Injuries in youth sport: An evidence-based injury prevention warm-up

Issue: BCMJ, vol. 52 , No. 5 , June 2010 , Pages 260 COHP

Injuries in sport are common. In fact, injuries are best looked upon as a side effect of the exercise prescription. While the benefits of organized sports are unquestionable, the risks of injury are real and the results of injury can often be devastating for the player and team. Soccer is unquestionably the most popular sport worldwide. In Canada soccer is the most popular youth participation sport.


Injuries in sport are common. In fact, injuries are best looked upon as a side effect of the exercise prescription. While the benefits of organized sports are unquestionable, the risks of injury are real and the results of injury can often be devastating for the player and team. Soccer is unquestionably the most popular sport worldwide. In Canada soccer is the most popular youth participation sport.[1]

Attempts at injury prevention in sport have been generally disappointing when subjected to an evidence-based analysis. Successful interventions have generally been limited to specific injuries (e.g., ankle braces for ankle sprains).[2

Some of the traditional injury prevention advice (such as stretching before you play) has shown to be of questionable value.[3] However, new research from the Oslo Sport Trauma Research Center has given those interested in injury prevention in sport some hope.

The 11+ is an injury prevention warm-up created by the Oslo Sport Trauma Research Center that has been proven in a recently published randomized controlled trial[4] to significantly decrease injuries in adolescent female soccer players. Using the 11+ they were able to show a statistically significant decrease in severe injuries, overuse injuries, and overall injuries. 

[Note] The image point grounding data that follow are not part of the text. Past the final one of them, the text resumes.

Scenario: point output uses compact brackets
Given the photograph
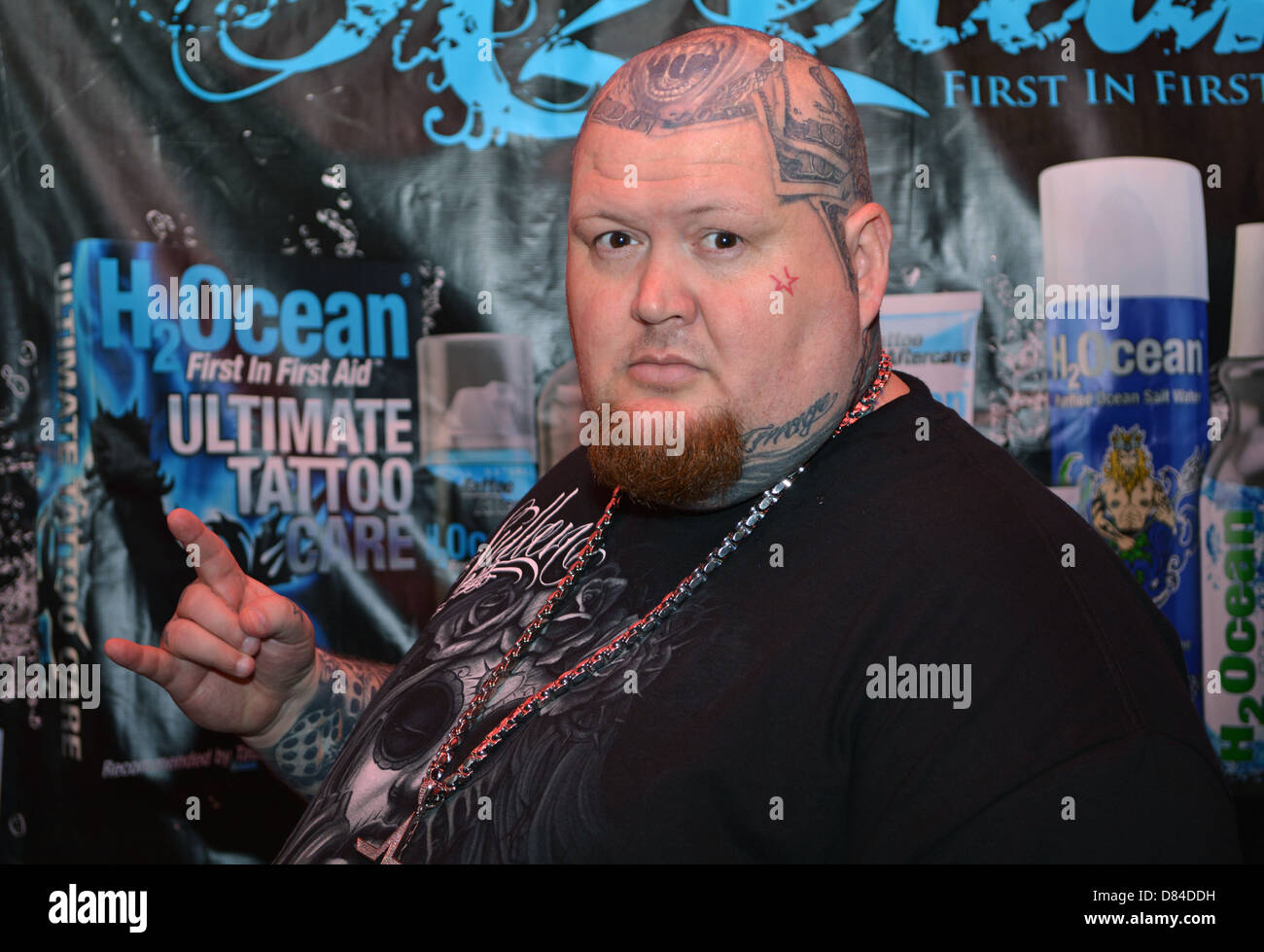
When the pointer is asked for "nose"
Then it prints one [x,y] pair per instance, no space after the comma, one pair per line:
[662,291]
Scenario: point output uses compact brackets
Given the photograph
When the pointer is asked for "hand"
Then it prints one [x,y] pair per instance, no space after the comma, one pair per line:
[235,656]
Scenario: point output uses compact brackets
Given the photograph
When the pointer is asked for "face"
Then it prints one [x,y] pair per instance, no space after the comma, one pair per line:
[670,283]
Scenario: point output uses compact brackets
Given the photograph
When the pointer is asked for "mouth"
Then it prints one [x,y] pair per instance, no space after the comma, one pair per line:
[662,370]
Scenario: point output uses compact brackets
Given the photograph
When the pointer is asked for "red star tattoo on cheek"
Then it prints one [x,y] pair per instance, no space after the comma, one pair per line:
[788,286]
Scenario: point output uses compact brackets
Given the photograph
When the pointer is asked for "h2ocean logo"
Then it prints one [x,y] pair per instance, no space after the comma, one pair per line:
[467,42]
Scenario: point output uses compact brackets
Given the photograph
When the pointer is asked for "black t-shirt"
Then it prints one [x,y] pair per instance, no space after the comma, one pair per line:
[758,723]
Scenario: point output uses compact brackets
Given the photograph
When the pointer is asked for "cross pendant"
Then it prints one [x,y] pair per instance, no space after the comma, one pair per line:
[384,852]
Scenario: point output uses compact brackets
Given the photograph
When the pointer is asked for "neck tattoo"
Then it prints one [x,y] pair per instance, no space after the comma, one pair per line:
[437,787]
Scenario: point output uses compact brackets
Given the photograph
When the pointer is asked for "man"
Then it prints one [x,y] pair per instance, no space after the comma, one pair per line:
[864,647]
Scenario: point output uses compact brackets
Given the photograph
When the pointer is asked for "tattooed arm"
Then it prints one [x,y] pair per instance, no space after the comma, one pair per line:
[303,753]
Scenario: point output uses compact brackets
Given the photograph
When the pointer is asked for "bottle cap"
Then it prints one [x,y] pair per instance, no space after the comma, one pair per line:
[1246,324]
[559,415]
[1132,222]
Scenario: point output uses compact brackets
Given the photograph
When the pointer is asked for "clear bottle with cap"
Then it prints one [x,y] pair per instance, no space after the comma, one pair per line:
[478,438]
[1231,513]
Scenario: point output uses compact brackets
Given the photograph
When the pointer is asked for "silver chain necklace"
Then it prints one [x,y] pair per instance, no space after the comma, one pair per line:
[435,788]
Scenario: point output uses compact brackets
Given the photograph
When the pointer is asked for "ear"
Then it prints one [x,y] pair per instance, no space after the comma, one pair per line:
[868,243]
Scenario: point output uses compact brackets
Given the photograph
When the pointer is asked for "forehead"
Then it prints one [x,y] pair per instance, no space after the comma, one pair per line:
[720,162]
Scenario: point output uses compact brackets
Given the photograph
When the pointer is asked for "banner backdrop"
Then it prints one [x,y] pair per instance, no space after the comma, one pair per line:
[358,358]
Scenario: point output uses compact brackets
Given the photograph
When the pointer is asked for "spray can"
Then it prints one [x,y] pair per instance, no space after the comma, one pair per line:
[1231,513]
[1124,295]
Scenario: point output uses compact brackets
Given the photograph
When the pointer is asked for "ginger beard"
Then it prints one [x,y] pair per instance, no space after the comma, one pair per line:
[709,462]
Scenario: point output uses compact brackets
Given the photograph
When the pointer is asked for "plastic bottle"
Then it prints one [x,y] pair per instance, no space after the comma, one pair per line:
[1231,513]
[1128,366]
[478,437]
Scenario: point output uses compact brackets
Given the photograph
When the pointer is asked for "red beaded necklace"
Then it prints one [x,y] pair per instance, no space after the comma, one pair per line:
[435,788]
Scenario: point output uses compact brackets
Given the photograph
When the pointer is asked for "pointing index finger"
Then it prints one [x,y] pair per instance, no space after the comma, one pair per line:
[214,564]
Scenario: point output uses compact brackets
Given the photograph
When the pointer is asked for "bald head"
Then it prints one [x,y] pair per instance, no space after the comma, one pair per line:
[724,261]
[724,75]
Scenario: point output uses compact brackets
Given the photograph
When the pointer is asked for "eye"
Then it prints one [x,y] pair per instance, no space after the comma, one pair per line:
[618,240]
[725,240]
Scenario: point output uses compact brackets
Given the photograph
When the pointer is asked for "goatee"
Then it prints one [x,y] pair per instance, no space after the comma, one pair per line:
[711,462]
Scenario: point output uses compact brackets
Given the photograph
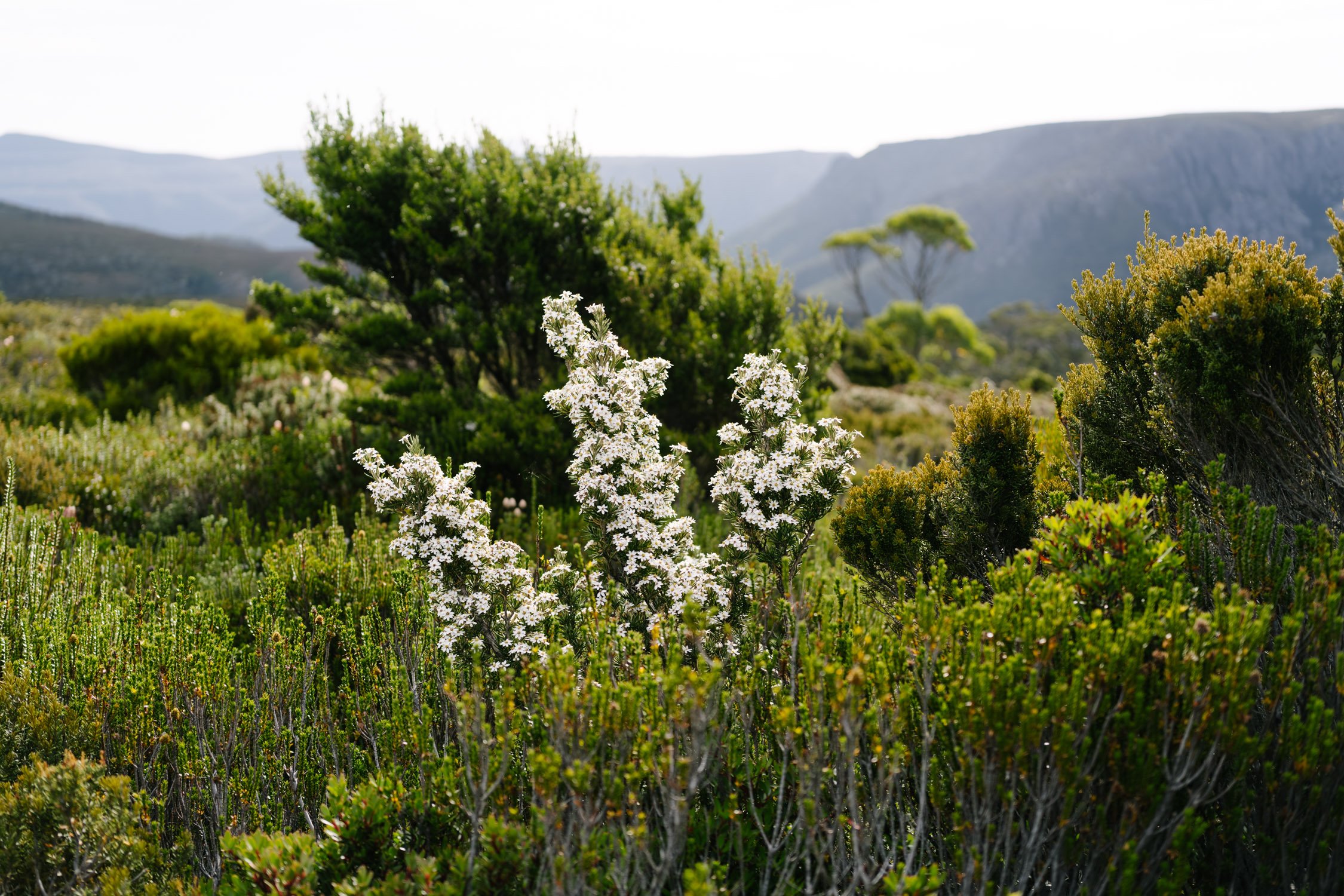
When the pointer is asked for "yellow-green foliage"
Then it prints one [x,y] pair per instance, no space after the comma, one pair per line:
[1211,346]
[133,362]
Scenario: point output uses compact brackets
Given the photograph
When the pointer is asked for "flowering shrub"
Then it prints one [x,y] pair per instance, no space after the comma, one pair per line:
[624,484]
[480,589]
[783,474]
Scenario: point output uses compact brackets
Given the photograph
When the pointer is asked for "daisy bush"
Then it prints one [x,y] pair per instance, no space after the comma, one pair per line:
[481,589]
[624,484]
[778,476]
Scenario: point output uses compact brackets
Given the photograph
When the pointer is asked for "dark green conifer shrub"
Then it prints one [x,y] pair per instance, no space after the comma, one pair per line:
[971,508]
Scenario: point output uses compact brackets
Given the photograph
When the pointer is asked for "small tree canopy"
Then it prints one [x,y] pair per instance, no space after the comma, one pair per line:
[932,226]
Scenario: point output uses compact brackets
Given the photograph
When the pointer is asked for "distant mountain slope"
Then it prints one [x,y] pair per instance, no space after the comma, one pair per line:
[738,190]
[1044,203]
[167,194]
[194,197]
[58,257]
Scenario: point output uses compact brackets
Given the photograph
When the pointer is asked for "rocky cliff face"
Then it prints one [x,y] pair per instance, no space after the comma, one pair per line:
[1047,202]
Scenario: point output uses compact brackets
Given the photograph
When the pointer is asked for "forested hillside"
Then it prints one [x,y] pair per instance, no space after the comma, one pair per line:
[1049,201]
[57,257]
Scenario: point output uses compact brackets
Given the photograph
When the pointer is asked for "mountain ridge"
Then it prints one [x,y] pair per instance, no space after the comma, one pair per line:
[1046,202]
[61,257]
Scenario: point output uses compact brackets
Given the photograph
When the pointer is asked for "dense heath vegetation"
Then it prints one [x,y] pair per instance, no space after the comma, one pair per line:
[406,584]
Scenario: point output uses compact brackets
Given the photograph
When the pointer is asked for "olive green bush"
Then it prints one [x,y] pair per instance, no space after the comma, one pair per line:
[1214,347]
[133,362]
[907,342]
[70,828]
[974,507]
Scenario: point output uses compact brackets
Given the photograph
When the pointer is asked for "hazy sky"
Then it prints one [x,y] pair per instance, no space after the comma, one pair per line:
[648,78]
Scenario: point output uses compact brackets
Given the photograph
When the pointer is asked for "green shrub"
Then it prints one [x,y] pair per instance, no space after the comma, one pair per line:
[993,450]
[907,342]
[873,358]
[974,507]
[70,828]
[433,260]
[35,723]
[135,362]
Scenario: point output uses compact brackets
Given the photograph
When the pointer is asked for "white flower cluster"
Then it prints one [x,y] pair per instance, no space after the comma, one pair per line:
[481,589]
[778,474]
[624,484]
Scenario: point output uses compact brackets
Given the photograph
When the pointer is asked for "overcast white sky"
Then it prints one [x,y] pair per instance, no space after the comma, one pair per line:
[695,77]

The 11+ consists of a combination of running, strengthening, and balance drills. I have introduced the 11+ program to the local soccer clubs in my area and have implemented it with the 12 year old girls’ soccer team that I am currently coaching. The warm-up is generally well received, however, it does have pros and cons.

Pros
• It has been proven to work.
• It was proven to work using volunteer coaches (not professional coaches or physiotherapists/trainers). 
• The players seem to enjoy it and it is not difficult for the players or coaches to learn.

Cons
• It takes 20 minutes to perform (and should probably be done in its entirety) and should be done two to three times per week. This does create logistic problems for the teams/clubs as field time is limited.

• Coaches complain that it takes up too great a proportion of their limited practice time. We have found that this problem can be solved by creative scheduling on the part of the club (e.g., have the players arrive early and have a small area set aside for the warm-up). 

• The warm-up is done without a ball, which is a significant paradigm shift for soccer coaches. 

• The program does require an effort from the coach to learn the drills and some focus from the players on doing it properly.

The warm up can be downloaded for free from at http://f-marc.com/11plus/index.html. This includes a description of the drills and video demonstration that are extremely useful in teaching the techniques. 

The 11+ should be considered the current gold standard in injury prevention in adolescent female soccer. All adolescent female soccer teams should probably be performing this warm-up. By extrapolation—at least until we have more evidence—this warm-up should also probably be performed by male teams and should probably be expanded to other age groups. It should also be considered by other “soccer-like” sports such as rugby, field hockey, football, basketball, and so on.

We physicians are in the perfect position to promote this warm-up in an evidence-based discussion with our patients—let’s get the word out.
—Carl Shearer, MD
President, Section of Sport and Exercise Medicine


References

1. Statistics Canada. Top 10 organized sports of 5- to14-year-olds in 2005. www.statcan.gc.ca/pub/11-008-x/2008001/t/10573/5214759-eng.htm (accessed 5 May 2010).
2. Handoll HH et al. Interventions for preventing ankle ligament injuries. Cochrane Database Syst Rev. 2001;CD000018.
3. Shrier I. Stretching before exercise does not reduce the risk of local muscle injury: A critical review of the clinical and basic science literature. Clin J Sport Med. 1999 Oct;9:221-227.
4. Soligard T, Myklebust G, Steffen K, et al. Comprehensive warm-up programme to prevent injuries in young female footballers: Cluster randomized controlled trial. BMJ 2008;337;a2381.

Carl Shearer, MD,. Injuries in youth sport: An evidence-based injury prevention warm-up. BCMJ, Vol. 52, No. 5, June, 2010, Page(s) 260 - COHP.